The Securities and Exchange Commission announced that on September 21, 2010, it charged a Minneapolis attorney and two San Francisco-area real estate lending fund promoters with defrauding investors in a Minneapolis-based real estate lending fund by concealing the collapse of the fund's sole business partner.
The SEC's complaint, filed in federal court in Minneapolis, alleges that Todd A. Duckson, of Prior Lake, Minnesota, Michael W. Bozora, of Belvedere, California, and Timothy R. Redpath, of Mill Valley, California, raised more than $21 million from investors in the Capital Solutions Monthly Income Fund after the fund's sole business partner defaulted on its obligations to the fund. The SEC alleges that after this May 2008 default, the fund — whose sole business was to make real estate loans to a single borrower — had no meaningful income and was using new investor funds to pay existing investors.
According to the SEC's complaint, Bozora and Redpath launched the fund in 2004 and, through August 2009, raised approximately $74 million from approximately 450 investors from across the U.S. After the May 2008 default by the fund's sole borrower, the fund foreclosed on the borrower's real estate projects. The SEC alleges that in late 2008, Bozora and Redpath asked Duckson, who was acting as the fund's outside counsel, to take over managing the fund.

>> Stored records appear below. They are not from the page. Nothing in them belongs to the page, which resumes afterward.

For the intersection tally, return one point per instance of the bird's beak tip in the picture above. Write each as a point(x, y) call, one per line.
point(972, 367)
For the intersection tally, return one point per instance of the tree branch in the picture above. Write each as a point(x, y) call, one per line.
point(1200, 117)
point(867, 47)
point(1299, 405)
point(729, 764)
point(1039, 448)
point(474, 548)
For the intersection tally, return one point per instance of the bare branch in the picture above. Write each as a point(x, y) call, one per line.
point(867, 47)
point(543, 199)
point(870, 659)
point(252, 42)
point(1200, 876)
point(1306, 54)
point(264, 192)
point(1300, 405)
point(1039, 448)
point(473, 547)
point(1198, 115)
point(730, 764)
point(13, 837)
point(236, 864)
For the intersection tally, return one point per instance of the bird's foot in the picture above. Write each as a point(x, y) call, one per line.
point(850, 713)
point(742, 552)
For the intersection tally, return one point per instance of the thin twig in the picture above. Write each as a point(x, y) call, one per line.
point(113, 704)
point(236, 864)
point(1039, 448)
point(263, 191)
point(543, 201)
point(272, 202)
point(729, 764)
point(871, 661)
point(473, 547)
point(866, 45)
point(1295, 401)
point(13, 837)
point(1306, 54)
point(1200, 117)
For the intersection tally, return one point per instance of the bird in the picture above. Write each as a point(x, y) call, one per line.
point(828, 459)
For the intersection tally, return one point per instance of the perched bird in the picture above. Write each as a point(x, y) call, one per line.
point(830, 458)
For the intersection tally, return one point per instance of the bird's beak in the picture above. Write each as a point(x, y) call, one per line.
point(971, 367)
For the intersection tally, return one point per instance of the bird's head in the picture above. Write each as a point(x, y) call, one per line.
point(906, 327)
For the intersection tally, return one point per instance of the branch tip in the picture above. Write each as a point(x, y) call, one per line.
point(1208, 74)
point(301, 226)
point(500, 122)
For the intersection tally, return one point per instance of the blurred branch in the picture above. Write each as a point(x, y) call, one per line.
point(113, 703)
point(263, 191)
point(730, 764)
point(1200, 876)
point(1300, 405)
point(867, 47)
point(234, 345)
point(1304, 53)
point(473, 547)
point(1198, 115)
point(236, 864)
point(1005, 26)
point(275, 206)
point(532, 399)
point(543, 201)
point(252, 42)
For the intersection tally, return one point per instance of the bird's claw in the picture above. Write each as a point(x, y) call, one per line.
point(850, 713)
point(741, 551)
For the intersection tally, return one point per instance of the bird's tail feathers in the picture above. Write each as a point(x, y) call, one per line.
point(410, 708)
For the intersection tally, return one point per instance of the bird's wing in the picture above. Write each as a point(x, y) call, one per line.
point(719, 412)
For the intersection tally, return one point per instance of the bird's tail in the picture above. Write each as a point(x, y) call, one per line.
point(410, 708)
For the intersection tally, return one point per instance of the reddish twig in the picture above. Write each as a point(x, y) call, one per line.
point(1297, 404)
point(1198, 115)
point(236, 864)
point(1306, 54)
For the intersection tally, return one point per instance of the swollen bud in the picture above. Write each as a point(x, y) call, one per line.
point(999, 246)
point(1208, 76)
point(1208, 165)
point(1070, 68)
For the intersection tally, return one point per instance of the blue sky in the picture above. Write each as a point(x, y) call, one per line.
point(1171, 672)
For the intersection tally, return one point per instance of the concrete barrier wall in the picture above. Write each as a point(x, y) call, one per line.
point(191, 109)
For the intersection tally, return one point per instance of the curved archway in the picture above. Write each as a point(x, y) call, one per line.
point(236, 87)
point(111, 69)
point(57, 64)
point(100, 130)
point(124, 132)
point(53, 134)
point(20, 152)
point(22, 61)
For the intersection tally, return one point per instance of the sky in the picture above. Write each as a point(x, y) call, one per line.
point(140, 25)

The SEC alleges that Duckson then began managing the fund while Bozora and Redpath continued to raise money from new investors. The SEC alleges that Bozora, Redpath, and Duckson failed to disclose the default and foreclosure to investors for several months. The SEC alleges that Bozora, Redpath, and Duckson eventually made some disclosure of the default and foreclosure, but they minimized the impact of these events and misleadingly promoted the fund's ability to make new loans.